Michael Sherwood, Goldman's co-chief of European operations, is calling it quits. Taking over the London office now is the yin to his yang, the Buzz to his Woody, the Thin Dick to his Fat Mike: Richard Gnodde.
While Sherwood is seen as a brash, no-bullshit kind of bloke – an enforcer – the South African born Gnodde has been described as tall and suave, if lacking in charming nicknames. “He looks, and talks, like he has stepped out of a 1970s men’s knitwear catalogue,” the Sunday Times wrote of him in 2009.
Sherwood rose to prominence in the rough-and-tumble of the London debt market of the late 1980s and 1990s. Gnodde came up in the cool, diplomatic world of M&A, first in Goldman's Asian operations and later in London.
The transition reflects the evolution of the investment banking business, as advisory work has picked up the slack dropped by trading units curtailed by regulations. “A part of winning back trust for the financial sector is showing itself to be of great value, rather than a source of excessive risk,” Gnodde said in 2011.

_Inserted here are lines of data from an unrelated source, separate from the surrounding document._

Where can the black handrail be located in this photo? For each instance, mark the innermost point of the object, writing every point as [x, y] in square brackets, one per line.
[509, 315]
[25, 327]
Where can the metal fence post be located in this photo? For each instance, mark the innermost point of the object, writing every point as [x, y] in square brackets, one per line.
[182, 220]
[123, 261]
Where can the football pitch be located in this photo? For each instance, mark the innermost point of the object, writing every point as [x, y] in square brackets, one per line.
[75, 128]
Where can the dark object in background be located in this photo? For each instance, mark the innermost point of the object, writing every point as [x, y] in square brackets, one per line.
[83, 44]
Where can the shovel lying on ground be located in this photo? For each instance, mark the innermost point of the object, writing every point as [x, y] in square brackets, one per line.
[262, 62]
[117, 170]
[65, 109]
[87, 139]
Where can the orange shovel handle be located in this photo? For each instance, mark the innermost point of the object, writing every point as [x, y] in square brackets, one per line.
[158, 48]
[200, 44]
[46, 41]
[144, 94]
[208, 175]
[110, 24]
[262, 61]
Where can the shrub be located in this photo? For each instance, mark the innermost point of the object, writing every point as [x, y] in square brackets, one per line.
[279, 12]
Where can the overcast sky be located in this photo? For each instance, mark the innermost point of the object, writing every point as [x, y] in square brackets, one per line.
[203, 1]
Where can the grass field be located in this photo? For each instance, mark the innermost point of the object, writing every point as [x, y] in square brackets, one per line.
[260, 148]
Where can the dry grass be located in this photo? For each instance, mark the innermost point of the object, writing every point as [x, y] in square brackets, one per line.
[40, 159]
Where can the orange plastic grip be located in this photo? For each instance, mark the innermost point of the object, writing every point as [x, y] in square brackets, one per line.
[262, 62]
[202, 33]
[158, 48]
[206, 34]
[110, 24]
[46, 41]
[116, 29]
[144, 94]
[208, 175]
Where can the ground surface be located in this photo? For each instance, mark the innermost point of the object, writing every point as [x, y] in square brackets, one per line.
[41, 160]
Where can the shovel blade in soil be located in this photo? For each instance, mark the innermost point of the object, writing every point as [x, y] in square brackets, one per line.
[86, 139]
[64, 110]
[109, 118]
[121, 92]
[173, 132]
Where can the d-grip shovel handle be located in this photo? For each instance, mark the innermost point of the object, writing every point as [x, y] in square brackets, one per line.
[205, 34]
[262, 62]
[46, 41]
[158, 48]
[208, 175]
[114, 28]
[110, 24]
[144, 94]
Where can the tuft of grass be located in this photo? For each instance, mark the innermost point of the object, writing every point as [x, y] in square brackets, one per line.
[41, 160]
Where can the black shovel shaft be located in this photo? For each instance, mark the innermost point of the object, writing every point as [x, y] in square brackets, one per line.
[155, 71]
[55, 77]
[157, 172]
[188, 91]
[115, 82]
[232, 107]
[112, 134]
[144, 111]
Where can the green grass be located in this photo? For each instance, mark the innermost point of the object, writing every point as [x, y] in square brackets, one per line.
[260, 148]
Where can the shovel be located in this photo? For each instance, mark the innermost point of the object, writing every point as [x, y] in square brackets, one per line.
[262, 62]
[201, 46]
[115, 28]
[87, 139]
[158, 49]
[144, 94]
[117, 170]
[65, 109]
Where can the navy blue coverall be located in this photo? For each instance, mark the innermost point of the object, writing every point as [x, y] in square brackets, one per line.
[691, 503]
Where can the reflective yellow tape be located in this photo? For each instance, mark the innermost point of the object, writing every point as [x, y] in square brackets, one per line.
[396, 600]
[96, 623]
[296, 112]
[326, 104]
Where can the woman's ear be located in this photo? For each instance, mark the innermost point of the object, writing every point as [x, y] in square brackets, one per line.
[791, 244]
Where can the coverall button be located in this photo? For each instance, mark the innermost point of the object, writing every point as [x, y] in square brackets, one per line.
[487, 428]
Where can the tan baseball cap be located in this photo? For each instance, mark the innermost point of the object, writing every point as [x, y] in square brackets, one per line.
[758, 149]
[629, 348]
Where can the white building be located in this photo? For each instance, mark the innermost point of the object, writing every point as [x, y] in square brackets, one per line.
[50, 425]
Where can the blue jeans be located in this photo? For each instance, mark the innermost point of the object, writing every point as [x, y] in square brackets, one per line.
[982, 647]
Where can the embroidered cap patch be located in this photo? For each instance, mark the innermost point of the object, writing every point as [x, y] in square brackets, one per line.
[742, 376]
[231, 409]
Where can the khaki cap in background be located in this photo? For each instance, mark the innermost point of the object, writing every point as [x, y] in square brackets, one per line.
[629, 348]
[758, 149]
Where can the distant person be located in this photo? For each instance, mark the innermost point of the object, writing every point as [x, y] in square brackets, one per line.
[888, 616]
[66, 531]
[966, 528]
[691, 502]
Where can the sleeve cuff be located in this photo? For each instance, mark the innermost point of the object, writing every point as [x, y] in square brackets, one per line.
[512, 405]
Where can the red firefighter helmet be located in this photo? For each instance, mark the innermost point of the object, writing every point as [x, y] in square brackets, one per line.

Gnodde's magnum opus was advising steel titan Lakshmi Mittal's big-dollar takeover of Arcelor in 2006. Mittal is just one of Gnodde's notable chums; he's also reported to be friendly with ex-Bank of England Governor Mervyn King and former BP chief Lord Browne of Madingley.
Gnodde's ascent could also hint toward a Post-Brexit Goldman. The bank hinted that the referendum's success could mean more operations in continental Europe. Gnodde, for his part, apparently has a taste for Frankfurt.